The market is facing various challenges going into the new year. We list 10 major predictions for financial markets in 2015, which would offer some insight to investors.
(1) The US dollar is likely to stay strong. Given the strong economic fundamentals in the US compared with Japan and the eurozone, the Fed is expected to hike interest rates in the second half. By contrast, central banks in Japan and the eurozone are set to adopt monetary easing measures to boost economic growth in the short term, which would in turn support the greenback.
(2) US economic growth momentum may run out of steam soon, which may prompt the Fed to resort to another round of quantitative easing (QE) in the second half. The weak external economic environment and a strong US dollar make it difficult for the US to maintain strong growth. Therefore, the Fed may consider holding back hiking interest rates or even consider monetary easing in the second half.

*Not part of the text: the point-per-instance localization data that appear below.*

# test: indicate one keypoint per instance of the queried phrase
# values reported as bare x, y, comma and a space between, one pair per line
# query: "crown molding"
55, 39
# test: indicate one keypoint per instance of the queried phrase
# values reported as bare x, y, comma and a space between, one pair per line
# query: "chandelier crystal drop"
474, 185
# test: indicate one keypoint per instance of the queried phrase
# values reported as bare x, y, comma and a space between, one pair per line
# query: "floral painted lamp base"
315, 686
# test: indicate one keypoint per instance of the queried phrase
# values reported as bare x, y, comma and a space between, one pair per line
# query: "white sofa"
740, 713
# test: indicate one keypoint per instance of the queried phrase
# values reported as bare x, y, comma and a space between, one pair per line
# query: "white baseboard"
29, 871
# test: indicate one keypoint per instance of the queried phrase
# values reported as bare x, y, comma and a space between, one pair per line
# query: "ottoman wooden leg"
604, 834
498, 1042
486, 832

(3) Disinflationary pressure may start to surface. Growth prospects for major economies including China, Japan and the eurozone will continue to deteriorate in 2015, which will put downward pressure on commodity prices like oil. And monetary easing by major central banks has failed to channel money into the real economy, and credit growth worldwide continues to moderate. Therefore, major economies may see rising inflationary pressure next year.
(4) US equities may experience another boom in the second half if the Fed kicks off QE4.

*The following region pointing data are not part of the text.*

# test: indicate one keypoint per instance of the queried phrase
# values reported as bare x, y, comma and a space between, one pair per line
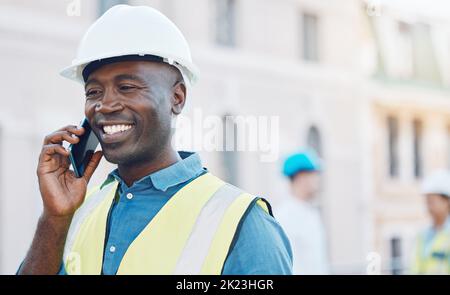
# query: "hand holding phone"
81, 152
62, 192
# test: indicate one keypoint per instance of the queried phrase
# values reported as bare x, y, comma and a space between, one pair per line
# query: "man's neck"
439, 223
132, 173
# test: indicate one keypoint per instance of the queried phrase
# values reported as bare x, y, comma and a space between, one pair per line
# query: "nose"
109, 104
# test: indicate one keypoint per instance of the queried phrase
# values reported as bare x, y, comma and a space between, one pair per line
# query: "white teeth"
112, 129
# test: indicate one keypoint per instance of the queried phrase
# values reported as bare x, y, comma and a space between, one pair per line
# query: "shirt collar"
187, 168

(5) Continuously falling oil prices may trigger another financial crisis. Oil prices may continue to face headwinds in coming years due to a strong US dollar, slowing global economic growth, and the ongoing battle between oil producing nations like US and Saudi. The sharp price drop may deal a heavy blow to nations like Russia which rely heavily on oil and gas exports.
(6) Massive capital will flow out of emerging markets, which will put their equities markets under pressure. The capital outflow from emerging markets may gather pace given a strong US dollar and volatile financial markets. The outflow may last until the first half before the Fed launches new QE if the US dollar heads south.
(7) China’s central bank will continue to pump liquidity into financial markets. However, growth may continue to weaken next year, becoming the “new normal” for the coming years.
(8) A shares will hit 5,000 points, with the central bank determined to lift the stock market. The move is aimed at luring capital from the property sector into equities, which will offer new access for listed companies to raise capital through the stock market and in turn ease their tight liquidity.
(9) H shares may fluctuate and rally in the second half if the Fed launches QE4.
(10) Property prices in Hong Kong may continue a modest rally next year given low interest rates and new monetary easing in the US. Moreover, the bullish equity market outlook in the mainland, Hong Kong and the US will also lend support to the real estate market.